Diese Erkenntnisse können nun nicht nur helfen, Phonagnosie besser zu verstehen und darauf aufbauend Therapien zu entwickeln, um Betroffenen zu helfen. Vielmehr geben sie uns auch eine genauere Vorstellung davon, was genau im Gehirn geschieht, während wir Stimmen erkennen. An gesunden Probanden lassen sich solche Hirnprozesse nur schwer untersuchen, da sich weniger gut voneinander trennen lässt, wo etwa der Inhalt, die Emotion und letztlich die Identität des Gesprochenen verarbeitet wird.
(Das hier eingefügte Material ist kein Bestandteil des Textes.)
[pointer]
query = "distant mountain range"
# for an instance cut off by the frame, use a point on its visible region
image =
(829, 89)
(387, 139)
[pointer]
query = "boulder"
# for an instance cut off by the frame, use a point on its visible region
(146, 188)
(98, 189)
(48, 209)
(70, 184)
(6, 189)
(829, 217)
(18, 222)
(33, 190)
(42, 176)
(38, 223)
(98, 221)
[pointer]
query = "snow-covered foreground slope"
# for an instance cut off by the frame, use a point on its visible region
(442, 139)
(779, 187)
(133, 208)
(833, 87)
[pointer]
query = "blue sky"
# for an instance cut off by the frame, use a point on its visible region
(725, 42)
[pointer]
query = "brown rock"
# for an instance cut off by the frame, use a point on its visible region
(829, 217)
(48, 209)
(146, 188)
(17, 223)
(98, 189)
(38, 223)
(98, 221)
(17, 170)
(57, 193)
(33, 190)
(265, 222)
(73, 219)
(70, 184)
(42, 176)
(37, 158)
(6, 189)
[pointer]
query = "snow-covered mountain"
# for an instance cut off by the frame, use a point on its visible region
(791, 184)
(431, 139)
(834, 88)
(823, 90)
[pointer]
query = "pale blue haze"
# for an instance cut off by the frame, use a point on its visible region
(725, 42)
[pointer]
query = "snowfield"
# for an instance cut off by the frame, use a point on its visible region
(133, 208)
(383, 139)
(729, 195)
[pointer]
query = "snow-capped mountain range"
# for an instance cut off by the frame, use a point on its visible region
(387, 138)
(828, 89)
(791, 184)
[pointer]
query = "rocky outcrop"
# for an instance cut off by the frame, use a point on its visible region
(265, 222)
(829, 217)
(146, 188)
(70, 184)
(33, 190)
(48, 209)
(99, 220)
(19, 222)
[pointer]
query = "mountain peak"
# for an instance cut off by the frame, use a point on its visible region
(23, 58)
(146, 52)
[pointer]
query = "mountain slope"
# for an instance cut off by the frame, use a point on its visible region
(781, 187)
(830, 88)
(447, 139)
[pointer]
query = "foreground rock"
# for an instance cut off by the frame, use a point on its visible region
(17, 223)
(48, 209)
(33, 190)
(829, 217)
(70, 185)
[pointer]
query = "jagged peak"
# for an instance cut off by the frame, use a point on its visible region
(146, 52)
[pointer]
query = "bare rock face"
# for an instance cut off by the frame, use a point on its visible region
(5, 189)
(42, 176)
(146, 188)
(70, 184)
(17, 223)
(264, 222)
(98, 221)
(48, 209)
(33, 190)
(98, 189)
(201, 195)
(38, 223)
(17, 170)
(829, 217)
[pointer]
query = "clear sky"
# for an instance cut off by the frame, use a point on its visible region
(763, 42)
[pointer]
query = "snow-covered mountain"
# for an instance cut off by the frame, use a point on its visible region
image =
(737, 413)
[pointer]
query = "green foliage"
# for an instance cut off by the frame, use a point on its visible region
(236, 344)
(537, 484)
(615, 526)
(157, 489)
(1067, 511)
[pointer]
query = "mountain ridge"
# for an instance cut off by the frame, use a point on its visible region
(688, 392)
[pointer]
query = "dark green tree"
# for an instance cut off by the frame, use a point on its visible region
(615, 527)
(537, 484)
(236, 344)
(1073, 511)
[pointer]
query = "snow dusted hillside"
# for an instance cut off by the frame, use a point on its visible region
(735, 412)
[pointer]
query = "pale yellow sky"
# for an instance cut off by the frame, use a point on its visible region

Ist jedoch ein abgegrenztes Defizit klar mit einer fehlerhaften Hirnfunktion in Verbindung zu bringen, lässt sich die Stimmenerkennung eindeutiger einem neuronalen Puzzlestück zuordnen.

„Wir gehen davon aus, dass es zwischen zwei und drei Prozent der Bevölkerung schwer fällt,  Personen anhand ihrer Stimme zu identifizieren“, so Studienleiterin Katharina von Kriegstein.  „Von Probanden aus dem Autismus-Spektrum wissen wir zum Beispiel, dass sie zwar Stimmen nicht gut erkennen können, aber auch Probleme damit haben, Gesichter zu identifizieren.“ Eine ‚pure’ Phonagnosie, bei der die Betroffenen keinerlei andere neurologische Auffälligkeiten zeigen, ist dagegen wahrscheinlich ein selteneres Phänomen.